Un expert en sécurité, Claude Dolembreux, nous a donné un chiffre qui fait réfléchir : 5000 $ par porte. C’est le coût moyen pour installer un système « antifugue » efficace. Imaginez le budget pour un grand établissement avec plusieurs sorties ! Et la technologie, elle, n’a pas de limites : puces dans les vêtements, reconnaissance faciale, bracelets… On se demande parfois où s’arrête la surveillance et où commence la liberté.

Les leçons douloureuses du passé

Ce qui est peut-être le plus troublant, c’est que cette tragédie de Laval n’est pas un cas isolé. En fouillant dans les rapports des coroners, on tombe sur des histoires qui serrent le cœur. Je me souviens du cas, en 2019, de la mère de Gilles Duceppe, retrouvée inconsciente dans la neige. La coroner avait pointé du doigt un détecteur de mouvement défaillant et l’absence de sonnette aux portes de secours. Des détails, oui, mais des détails qui coûtent une vie.

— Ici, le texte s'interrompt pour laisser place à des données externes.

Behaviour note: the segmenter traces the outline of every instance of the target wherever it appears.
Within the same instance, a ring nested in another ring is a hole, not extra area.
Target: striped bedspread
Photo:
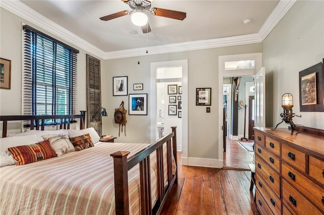
[[[3,167],[0,214],[114,214],[113,160],[110,154],[129,151],[130,156],[149,145],[101,143],[61,157]],[[155,154],[150,155],[151,166],[154,167],[151,169],[152,203],[157,196]],[[138,168],[137,165],[129,171],[131,214],[140,211]]]

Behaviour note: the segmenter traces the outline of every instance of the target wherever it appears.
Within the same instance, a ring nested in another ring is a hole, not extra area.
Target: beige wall
[[[190,51],[128,58],[104,62],[106,71],[101,77],[107,81],[102,87],[102,101],[107,107],[108,117],[104,119],[104,133],[118,136],[118,125],[113,123],[113,111],[122,100],[128,109],[128,96],[112,96],[111,86],[114,76],[128,76],[129,93],[133,91],[133,84],[143,83],[143,93],[150,93],[150,67],[153,62],[188,59],[188,157],[218,159],[218,57],[220,56],[255,53],[261,51],[261,43],[210,48]],[[210,113],[206,106],[196,106],[195,90],[198,87],[212,88]],[[118,141],[146,142],[150,141],[150,110],[147,116],[127,116],[127,135],[118,137]],[[222,144],[222,143],[221,143]]]
[[[0,57],[11,60],[12,66],[11,89],[0,89],[0,115],[17,115],[22,113],[22,23],[30,25],[79,50],[77,56],[78,101],[76,110],[77,111],[86,110],[85,86],[87,52],[80,47],[75,47],[2,8],[0,8]],[[101,70],[105,70],[104,64],[101,66]],[[106,84],[105,82],[103,84]]]
[[[324,129],[324,112],[299,111],[299,72],[324,58],[323,11],[324,1],[297,1],[262,42],[267,126],[281,121],[281,96],[289,92],[294,96],[294,113],[302,115],[294,118],[294,123]]]

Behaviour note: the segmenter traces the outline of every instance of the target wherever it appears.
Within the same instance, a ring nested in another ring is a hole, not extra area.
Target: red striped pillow
[[[8,148],[8,151],[17,161],[16,165],[23,165],[56,156],[49,140],[31,145],[11,147]]]

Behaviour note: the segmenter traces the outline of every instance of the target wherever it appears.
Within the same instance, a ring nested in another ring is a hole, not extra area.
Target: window
[[[75,114],[78,50],[24,25],[24,115]]]

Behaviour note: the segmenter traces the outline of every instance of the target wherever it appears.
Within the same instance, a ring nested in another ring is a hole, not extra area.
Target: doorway
[[[177,78],[173,79],[173,78],[168,78],[167,81],[166,82],[170,83],[171,81],[174,82],[181,82],[181,128],[178,128],[177,130],[177,140],[178,145],[177,150],[178,151],[182,151],[182,163],[183,165],[188,165],[188,60],[183,60],[179,61],[167,61],[161,62],[155,62],[151,63],[150,66],[150,92],[151,96],[150,96],[150,136],[151,142],[154,142],[156,138],[156,130],[157,130],[157,117],[159,114],[157,111],[157,102],[156,102],[156,83],[158,82],[163,83],[165,82],[166,80],[164,80],[164,78],[157,79],[158,69],[161,68],[171,68],[175,67],[181,67],[182,69],[182,78],[181,80]],[[170,77],[169,77],[170,78]],[[159,79],[158,81],[158,79]],[[170,83],[169,84],[170,84]],[[168,84],[167,84],[168,85]],[[179,90],[179,88],[177,89],[177,91]],[[178,94],[177,94],[177,96]],[[165,99],[164,102],[165,104],[168,105],[169,107],[169,95],[167,95],[167,99]],[[172,95],[170,95],[170,96]],[[178,99],[178,97],[176,98]],[[177,99],[178,101],[178,99]],[[177,103],[177,105],[178,105]],[[178,118],[178,114],[179,112],[179,109],[177,109],[177,116],[172,116],[173,117]],[[165,112],[164,116],[166,117],[167,115],[169,114],[169,110]],[[169,116],[169,115],[168,115]],[[164,133],[165,134],[168,134],[171,132],[171,128],[169,128],[171,126],[173,125],[167,125],[166,124],[166,121],[165,121],[164,123]],[[170,131],[169,129],[170,129]],[[181,131],[181,132],[180,132]],[[180,132],[180,133],[179,133]],[[179,141],[179,138],[181,136],[181,141]]]

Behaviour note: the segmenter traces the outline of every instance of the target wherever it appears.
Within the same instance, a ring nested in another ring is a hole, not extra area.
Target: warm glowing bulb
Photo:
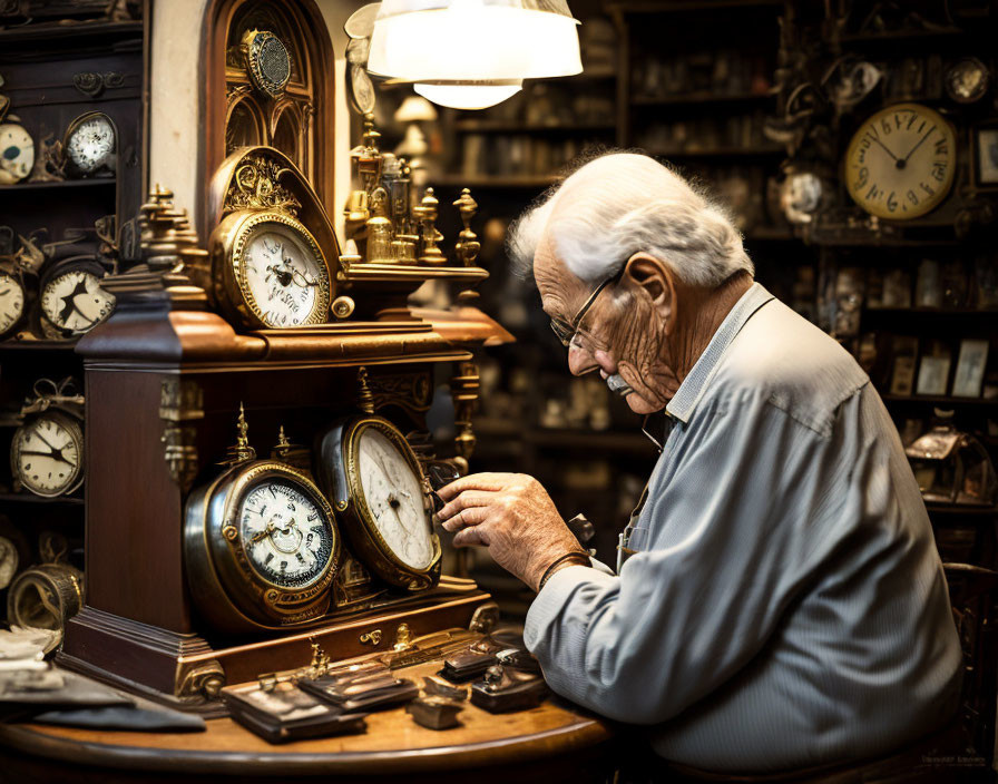
[[[412,89],[438,106],[452,109],[488,109],[524,89],[516,85],[413,85]]]

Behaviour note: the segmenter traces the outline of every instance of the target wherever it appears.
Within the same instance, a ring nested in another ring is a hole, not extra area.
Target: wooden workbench
[[[399,670],[422,683],[439,664]],[[138,733],[0,725],[0,782],[287,781],[292,777],[401,777],[409,782],[546,784],[605,781],[613,770],[606,722],[549,698],[520,713],[489,714],[470,703],[461,726],[417,725],[404,708],[373,713],[361,735],[271,745],[229,718],[204,733]]]

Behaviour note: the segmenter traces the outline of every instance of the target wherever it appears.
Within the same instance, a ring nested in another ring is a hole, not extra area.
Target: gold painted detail
[[[381,645],[381,637],[382,637],[381,629],[374,629],[373,631],[365,631],[360,637],[361,645],[371,645],[371,646]]]
[[[236,169],[232,186],[225,195],[227,212],[239,209],[280,209],[295,217],[302,203],[281,185],[285,168],[266,155],[251,155]]]

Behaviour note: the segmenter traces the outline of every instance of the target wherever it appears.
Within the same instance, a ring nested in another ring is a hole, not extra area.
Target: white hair
[[[714,287],[755,268],[725,210],[654,158],[603,155],[549,190],[510,228],[513,266],[529,275],[549,236],[569,272],[586,282],[616,274],[648,253],[681,281]]]

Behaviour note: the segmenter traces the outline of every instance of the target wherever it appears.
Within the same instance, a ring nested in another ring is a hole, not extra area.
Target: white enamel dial
[[[0,125],[0,185],[21,182],[35,166],[35,141],[17,122]]]
[[[365,429],[358,444],[358,469],[368,508],[384,543],[413,569],[433,561],[432,529],[420,479],[381,431]]]
[[[18,548],[7,537],[0,537],[0,590],[7,588],[18,571]]]
[[[69,491],[82,471],[82,431],[78,422],[58,412],[43,413],[18,429],[13,450],[18,479],[38,496]]]
[[[325,266],[292,229],[261,224],[246,242],[243,275],[265,324],[314,323]]]
[[[286,480],[256,486],[239,508],[239,536],[253,569],[282,588],[307,588],[333,557],[330,521]]]
[[[25,290],[12,275],[0,272],[0,335],[25,315]]]
[[[97,115],[80,122],[69,135],[66,155],[84,174],[92,174],[102,166],[112,168],[115,128],[110,120]]]
[[[68,270],[48,281],[41,292],[41,312],[58,330],[82,334],[107,318],[115,308],[112,294],[86,270]]]

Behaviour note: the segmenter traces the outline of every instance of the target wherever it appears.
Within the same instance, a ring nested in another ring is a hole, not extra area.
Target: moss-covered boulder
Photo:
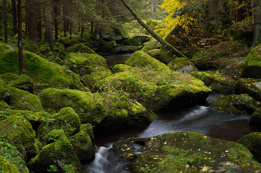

Une autre coroner, Denise McManiman, s’était interrogée, en 2021, sur la vigilance nocturne dans une petite RPA de 24 chambres. Elle se demandait comment une seule personne, équipée d’un simple moniteur pour bébé, pouvait assurer une surveillance adéquate. Son constat est glaçant : elle a retracé, rien que sur cinq ans, au moins cinq décès similaires. Après de tels rapports, on comprend mieux l’urgence d’agir, mais aussi la complexité de la tâche.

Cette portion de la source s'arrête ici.